Уединяться получалось относительно редко – в тех случаях, когда я знал, что родителей железно не вернуться с работы раньше вечера, и когда Вероника соглашалась прогулять первую пару в университете. С последним были проблемы: статус отличницы не располагал к прогулам. Мне было значительно легче – я не видел преступления в том, чтобы прогулять несколько уроков.

В дни наших встреч я ждал её на остановке возле дома. Она выходила из автобуса, и затем мы шли на некотором расстоянии друг от друга: я впереди, она – немного отстав. Такой же парой конспираторов входили в подъезд с интервалом в один-два этажа поднимались ко мне домой. Оказавшись в квартире, она, прислушиваясь к тишине в квартире, как всегда спрашивала:

– Точно не придут?

– Точно.

– А если придут?

– Не придут. Ты о чём беспокоишься? С тобой – твой мужчина.

Но, на всякий случай, я подпирал изнутри дверь своей комнаты двумя стульями.

То, что я теперь – Вероникин мужчина, я узнал от Вероники же. Летом, пока родители были на море, она прожила у меня четыре дня. Потом это время вспоминалось, как недолгий Золотой век и как удивление удивлению. Мы предавались любви несколько раз в день, и иногда, в короткие периоды полного бесстрастия, при рассматривании тела Вероники я испытывал отстраненное удивление: как можно приходить в неистовство из-за рельефных линий – выпуклостей и впадин?

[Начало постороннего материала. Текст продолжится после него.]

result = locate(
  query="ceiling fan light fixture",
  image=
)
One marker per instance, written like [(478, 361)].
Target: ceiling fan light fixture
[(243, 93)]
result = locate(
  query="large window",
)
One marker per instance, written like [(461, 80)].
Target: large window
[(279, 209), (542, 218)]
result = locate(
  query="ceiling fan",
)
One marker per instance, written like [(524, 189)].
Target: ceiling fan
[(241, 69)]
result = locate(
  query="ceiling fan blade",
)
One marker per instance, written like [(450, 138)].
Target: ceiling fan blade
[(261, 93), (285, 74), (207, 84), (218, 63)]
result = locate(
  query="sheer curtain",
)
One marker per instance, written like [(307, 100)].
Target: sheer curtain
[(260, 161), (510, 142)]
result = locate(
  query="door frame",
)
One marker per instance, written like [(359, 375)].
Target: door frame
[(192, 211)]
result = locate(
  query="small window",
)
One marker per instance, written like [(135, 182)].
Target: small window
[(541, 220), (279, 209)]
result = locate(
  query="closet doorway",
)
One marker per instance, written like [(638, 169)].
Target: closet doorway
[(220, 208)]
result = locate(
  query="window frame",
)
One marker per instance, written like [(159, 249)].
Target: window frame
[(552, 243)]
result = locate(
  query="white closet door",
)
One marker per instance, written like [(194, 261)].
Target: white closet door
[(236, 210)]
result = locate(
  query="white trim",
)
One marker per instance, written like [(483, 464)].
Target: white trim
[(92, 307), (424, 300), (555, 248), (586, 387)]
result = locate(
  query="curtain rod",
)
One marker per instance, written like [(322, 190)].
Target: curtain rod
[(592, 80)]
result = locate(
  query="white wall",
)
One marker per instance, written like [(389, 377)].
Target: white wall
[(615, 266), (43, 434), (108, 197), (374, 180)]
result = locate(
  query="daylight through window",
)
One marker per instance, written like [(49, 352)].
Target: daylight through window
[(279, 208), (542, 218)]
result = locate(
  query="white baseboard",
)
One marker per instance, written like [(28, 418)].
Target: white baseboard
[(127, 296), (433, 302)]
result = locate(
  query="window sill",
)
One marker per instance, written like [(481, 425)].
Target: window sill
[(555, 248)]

Вот тому, давешнему удивлению, я потом и удивлялся.

В первый же вечер, когда мы, обнявшись, лежали на моей тесноватой для двоих кровати, Вероника спросила:

– Значит, ты теперь мой мужчина?

Её вопрос застал меня врасплох: всё лето я упивался сознанием того, что стал мужчиной, и даже не задумался, что я чей-то мужчина.

– Получается так, – произнёс я медленно. – Я – твой мужчина.

Она приподнялась на локте и посмотрела на меня сверху:

– А почему ты об этом не говоришь?

– Кому?! – на секунду я предположил невероятное: Вероника хочет, чтобы я при ней позвонил Шумскому или Зимилису и рассказал о ней. Но потом спохватился: – А-а, ты хочешь, чтобы я крикнул это в окно?

– Вот глупый! Мне – почему ты мне об этом не говоришь?

– Да ты ведь это и так знаешь! – изумился я.

– Вот глупый! Как ты не понимаешь…

Веронике нравилось собственное имя – она любила слышать его извне и, если этого долго не происходило, произносила его сама, называя себя в третьем лице. Ей хотелось, чтобы в наши особые моменты я произносил фразы «Вероника, иди к своему мужчине» или «Вероника, твой мужчина хочет взять тебя». По вечерам нас донимали комары, и один раз после скачек по комнате с мухобойкой я сказал: «Вероника, твой мужчина убил комара!». Она прыснула, но потом обиделась – она легко обижалась.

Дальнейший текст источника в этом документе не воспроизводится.